Irishbanger, thank you for sharing your story, it is very touching and inspiring.

I hope nobody minds if I share mine, which is similar, but it features a player that some of you hate with a passion. I'll keep it brief as I can...

I have been a 'casual' tennis fans for years, mostly managing to only find Wimbledon and the USOpen on TV during the summer. I have vague memories of Borg and Mac on grass, Tracy Austin in her pink dress in New York and a few Martina-Chrissy battles of the past. I played on my high school team for a year (JV only) but gave it up because I couldn't afford private lessons. I watched Pete win his first USO on TV and tried to follow him as best as I could (he looked a lot like my oldest brother), but due to life and other interests my attention faded in and out over the decade and my racquet collected dust. Around 1996 I started watching again, and the internet helped me to keep track throughout the year, but I was mainly interested in watching Pete (if he wasn't playing, I didn't watch.
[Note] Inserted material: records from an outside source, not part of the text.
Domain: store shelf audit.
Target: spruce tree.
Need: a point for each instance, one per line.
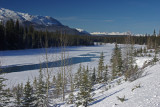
(105, 74)
(84, 96)
(4, 100)
(116, 62)
(100, 68)
(28, 100)
(18, 96)
(40, 90)
(78, 77)
(93, 78)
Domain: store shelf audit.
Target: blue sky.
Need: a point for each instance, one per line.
(137, 16)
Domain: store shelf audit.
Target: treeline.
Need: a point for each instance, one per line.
(13, 36)
(152, 40)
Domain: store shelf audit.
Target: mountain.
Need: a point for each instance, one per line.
(82, 31)
(38, 22)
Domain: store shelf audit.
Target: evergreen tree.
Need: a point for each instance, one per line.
(93, 78)
(105, 75)
(18, 96)
(58, 89)
(84, 97)
(4, 100)
(116, 62)
(28, 100)
(40, 90)
(78, 77)
(100, 68)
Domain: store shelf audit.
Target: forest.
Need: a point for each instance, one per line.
(13, 36)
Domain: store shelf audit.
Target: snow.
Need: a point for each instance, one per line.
(109, 33)
(6, 14)
(147, 95)
(35, 56)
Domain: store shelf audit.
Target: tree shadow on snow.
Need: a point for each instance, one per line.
(99, 100)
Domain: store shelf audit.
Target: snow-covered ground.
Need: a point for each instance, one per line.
(35, 56)
(147, 95)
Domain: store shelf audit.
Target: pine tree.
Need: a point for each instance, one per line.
(4, 100)
(100, 68)
(78, 77)
(105, 75)
(84, 96)
(18, 96)
(93, 78)
(58, 89)
(28, 100)
(40, 90)
(116, 62)
(131, 71)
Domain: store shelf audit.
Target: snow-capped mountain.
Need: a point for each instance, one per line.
(38, 22)
(107, 33)
(82, 31)
(6, 14)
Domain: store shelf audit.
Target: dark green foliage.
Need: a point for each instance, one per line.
(13, 37)
(84, 96)
(100, 68)
(28, 100)
(93, 78)
(40, 90)
(78, 77)
(19, 94)
(121, 99)
(105, 74)
(4, 94)
(116, 62)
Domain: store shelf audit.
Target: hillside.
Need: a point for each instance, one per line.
(39, 22)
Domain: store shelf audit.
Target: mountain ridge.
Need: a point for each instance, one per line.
(37, 21)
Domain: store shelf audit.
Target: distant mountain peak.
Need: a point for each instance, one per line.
(6, 14)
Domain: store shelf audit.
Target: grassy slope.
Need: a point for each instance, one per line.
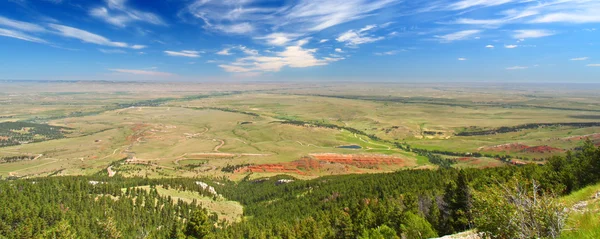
(584, 223)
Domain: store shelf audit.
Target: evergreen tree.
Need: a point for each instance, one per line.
(198, 225)
(62, 230)
(176, 232)
(108, 229)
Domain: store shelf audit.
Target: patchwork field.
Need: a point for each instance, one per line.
(261, 129)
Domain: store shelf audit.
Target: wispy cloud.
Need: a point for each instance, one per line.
(279, 38)
(580, 59)
(89, 37)
(465, 4)
(20, 36)
(112, 51)
(389, 53)
(293, 56)
(461, 35)
(184, 53)
(357, 37)
(512, 68)
(143, 72)
(225, 52)
(283, 23)
(524, 34)
(117, 13)
(21, 26)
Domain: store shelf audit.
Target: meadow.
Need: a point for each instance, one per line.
(239, 130)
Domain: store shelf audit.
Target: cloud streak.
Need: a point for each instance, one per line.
(184, 53)
(89, 37)
(143, 72)
(457, 36)
(117, 13)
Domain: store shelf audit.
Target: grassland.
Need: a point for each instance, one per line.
(186, 129)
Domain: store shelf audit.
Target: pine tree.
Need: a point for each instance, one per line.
(108, 229)
(434, 216)
(176, 232)
(198, 225)
(62, 230)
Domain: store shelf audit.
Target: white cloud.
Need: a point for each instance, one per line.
(524, 34)
(244, 49)
(89, 37)
(510, 16)
(118, 14)
(293, 56)
(464, 4)
(225, 52)
(517, 68)
(142, 72)
(279, 39)
(354, 38)
(22, 26)
(112, 51)
(184, 53)
(590, 16)
(247, 50)
(461, 35)
(580, 59)
(301, 17)
(240, 28)
(20, 36)
(389, 53)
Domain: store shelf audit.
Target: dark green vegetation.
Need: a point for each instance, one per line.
(415, 203)
(16, 133)
(501, 130)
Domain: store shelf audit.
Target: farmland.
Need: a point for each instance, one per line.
(303, 129)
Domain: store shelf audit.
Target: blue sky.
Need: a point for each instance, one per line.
(366, 40)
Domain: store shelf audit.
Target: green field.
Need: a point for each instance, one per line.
(190, 130)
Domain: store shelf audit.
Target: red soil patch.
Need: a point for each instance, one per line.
(271, 168)
(360, 160)
(543, 149)
(505, 147)
(327, 162)
(465, 159)
(517, 147)
(583, 137)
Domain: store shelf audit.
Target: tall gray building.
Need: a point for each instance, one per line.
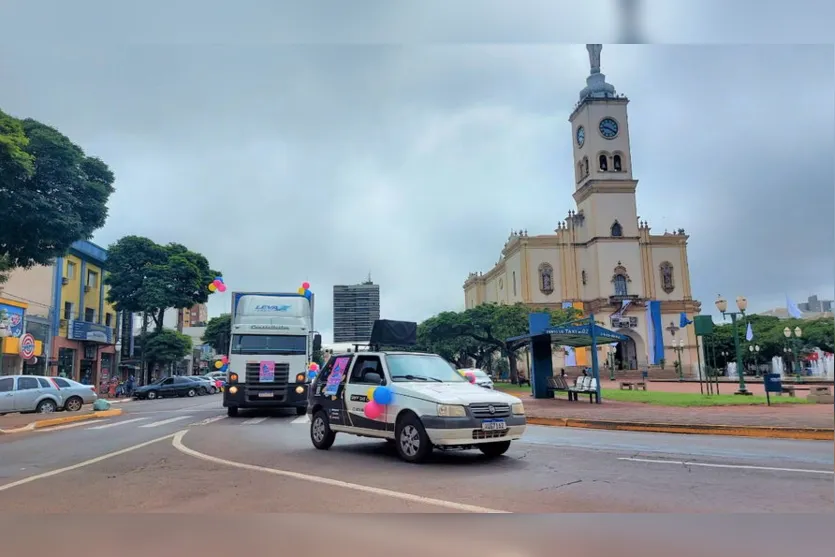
(355, 308)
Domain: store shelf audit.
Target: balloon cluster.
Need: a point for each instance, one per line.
(312, 370)
(304, 290)
(378, 399)
(217, 285)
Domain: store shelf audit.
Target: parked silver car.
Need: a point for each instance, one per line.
(74, 395)
(28, 393)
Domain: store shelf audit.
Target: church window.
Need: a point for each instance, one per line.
(666, 272)
(546, 278)
(604, 162)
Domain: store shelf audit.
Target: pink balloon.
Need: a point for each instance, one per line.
(373, 410)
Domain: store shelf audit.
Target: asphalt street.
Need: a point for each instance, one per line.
(185, 455)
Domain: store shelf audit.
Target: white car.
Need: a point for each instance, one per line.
(432, 405)
(482, 379)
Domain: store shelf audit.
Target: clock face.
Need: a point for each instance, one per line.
(608, 128)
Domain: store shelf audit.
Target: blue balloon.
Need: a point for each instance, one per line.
(383, 395)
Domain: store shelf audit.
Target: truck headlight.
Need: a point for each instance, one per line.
(452, 411)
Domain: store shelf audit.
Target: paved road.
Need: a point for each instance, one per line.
(185, 455)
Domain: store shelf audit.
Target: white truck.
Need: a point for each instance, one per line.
(272, 343)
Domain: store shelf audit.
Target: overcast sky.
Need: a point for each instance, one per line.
(297, 146)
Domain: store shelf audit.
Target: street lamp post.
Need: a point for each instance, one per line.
(794, 343)
(679, 348)
(742, 305)
(755, 352)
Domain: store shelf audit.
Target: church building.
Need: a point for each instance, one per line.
(602, 258)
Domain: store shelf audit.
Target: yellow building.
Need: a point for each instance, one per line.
(602, 258)
(71, 297)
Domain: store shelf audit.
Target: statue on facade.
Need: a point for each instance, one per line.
(594, 56)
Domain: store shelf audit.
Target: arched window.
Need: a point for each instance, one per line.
(621, 288)
(604, 162)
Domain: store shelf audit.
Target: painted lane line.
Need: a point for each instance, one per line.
(736, 466)
(115, 424)
(51, 473)
(166, 422)
(253, 421)
(178, 444)
(211, 420)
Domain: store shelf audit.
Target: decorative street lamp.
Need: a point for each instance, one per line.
(794, 343)
(679, 348)
(755, 352)
(742, 305)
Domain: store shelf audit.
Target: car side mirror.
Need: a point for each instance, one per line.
(374, 377)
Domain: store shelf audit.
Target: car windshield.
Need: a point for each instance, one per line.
(421, 367)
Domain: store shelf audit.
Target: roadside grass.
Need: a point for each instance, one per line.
(684, 400)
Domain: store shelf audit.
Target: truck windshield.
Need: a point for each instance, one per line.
(269, 344)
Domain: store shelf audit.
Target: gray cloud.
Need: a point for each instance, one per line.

I missed a lot of good tennis).

I graduated from college in 1998, got a full time job, and proceeded to gain weight (all those lunches in the office cafeteria). I was still watching tennis, especially Pete, who made it look like a form of art in my eyes. Until one day in 2001 when he got beat by this kid from Florida at the Miami Masters. Who is this brat that dared to beat Pete? Two months later that same kid was on my TV again, falling all over the place on red clay, looking like Pigpen from the Peanuts comic strip. He beat Michael Chang! Wow, he has no respect for these legends, does he? Two days later, he was rolling around again, trying to play a match against Hewitt despite being in obvious pain, with his coach waving frantically for him to get off the court... Fast forward to early 2002, the Aus Open, and I am avidly following this kid, looking for his matches, his stats, any info about him. I thought he was exciting, he played tennis like a train wreck, emotions all over the place. And he was rolling around on court again, but this time he twisted his ankle and had to pull out of another match. I found his official website and discovered that he would be playing in San Jose, which isn't too far away. I went to the tournament website to buy tickets, but clicked on the volunteer link instead. My first tournament ever, not only would I see some professional tennis, but I have the opportunity to meet some players and tennis people. Cool.
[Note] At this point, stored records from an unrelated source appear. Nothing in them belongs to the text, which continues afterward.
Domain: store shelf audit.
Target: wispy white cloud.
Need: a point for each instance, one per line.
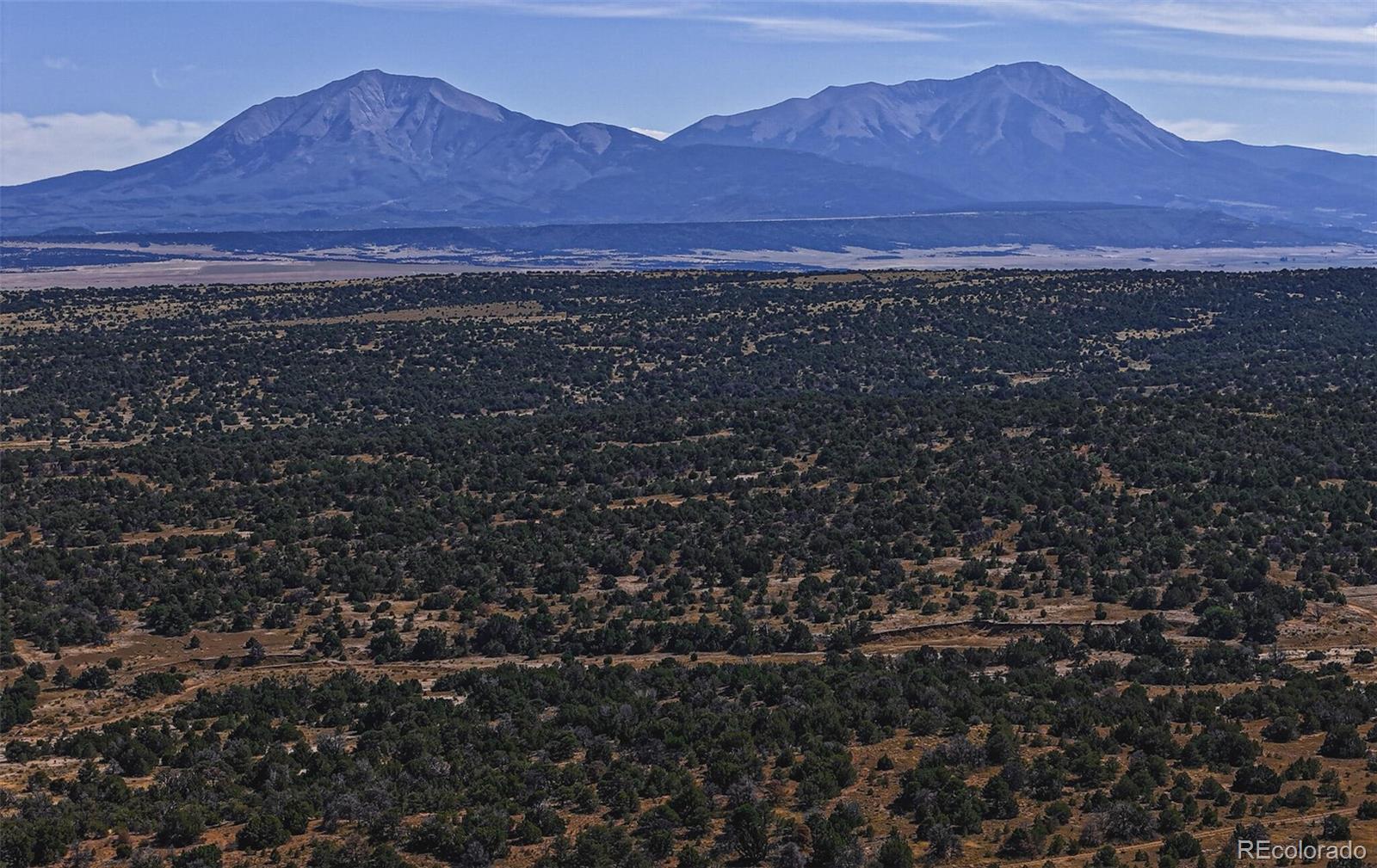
(1331, 21)
(830, 29)
(1200, 130)
(754, 18)
(41, 146)
(1252, 83)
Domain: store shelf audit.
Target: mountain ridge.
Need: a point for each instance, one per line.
(376, 151)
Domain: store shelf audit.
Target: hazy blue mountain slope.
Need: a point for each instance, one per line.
(1030, 131)
(380, 151)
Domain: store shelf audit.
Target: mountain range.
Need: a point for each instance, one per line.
(380, 151)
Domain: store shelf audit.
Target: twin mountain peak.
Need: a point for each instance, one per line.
(376, 151)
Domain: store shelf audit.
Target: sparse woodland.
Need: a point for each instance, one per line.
(690, 569)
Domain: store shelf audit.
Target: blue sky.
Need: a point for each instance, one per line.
(107, 84)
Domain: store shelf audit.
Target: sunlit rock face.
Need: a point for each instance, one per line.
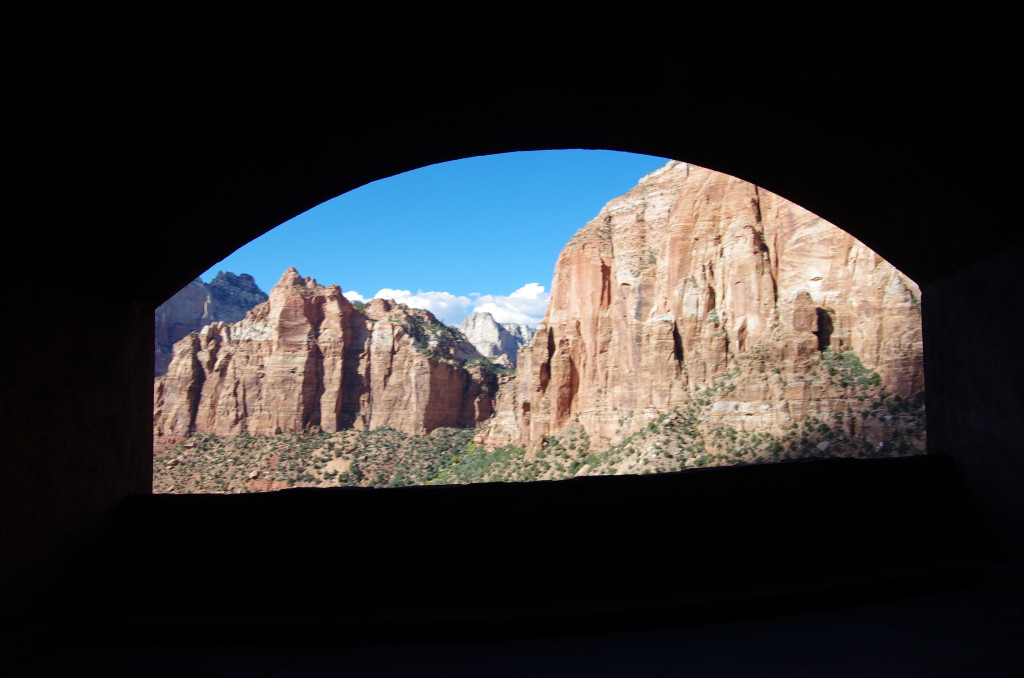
(499, 341)
(308, 358)
(226, 298)
(693, 277)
I drove that kid after he lost his semi-final match to Andre Agassi. He said he should send Andre a check for the tutoring session because he sure taught him a lesson in that match. He was nice enough to talk to his driver during that short trip, make a few jokes, etc. Seemed like a good kid, raised well by his parents. Complete contrast to the other player I met at that tournament (an older American player, rude jerk from New Jersey). Pete Sampras made tennis look like an art form that us mere mortals could never achieve. Andy Roddick made tennis look like a crazy, fun, physical workout that just about anyone could throw their body into. A few weeks later when the weather was nice, I dug my racquet out of the closet and headed up to our community courts to check out the club and take lessons. I met really cool tennis players in my city, I met cool tennis fans on various internet message boards, and I lost weight. I went to more tournaments and met more players and more fans, many of whom have become friends (including that one player from New Jersey who has matured and changed from the rude guy I met in 2002).

So, thank you Andy Roddick. Now get your head together, and stop standing nine feet behind the baseline please.
Pros should stop wasting money on coaches and doctors and just read the experts on this forum.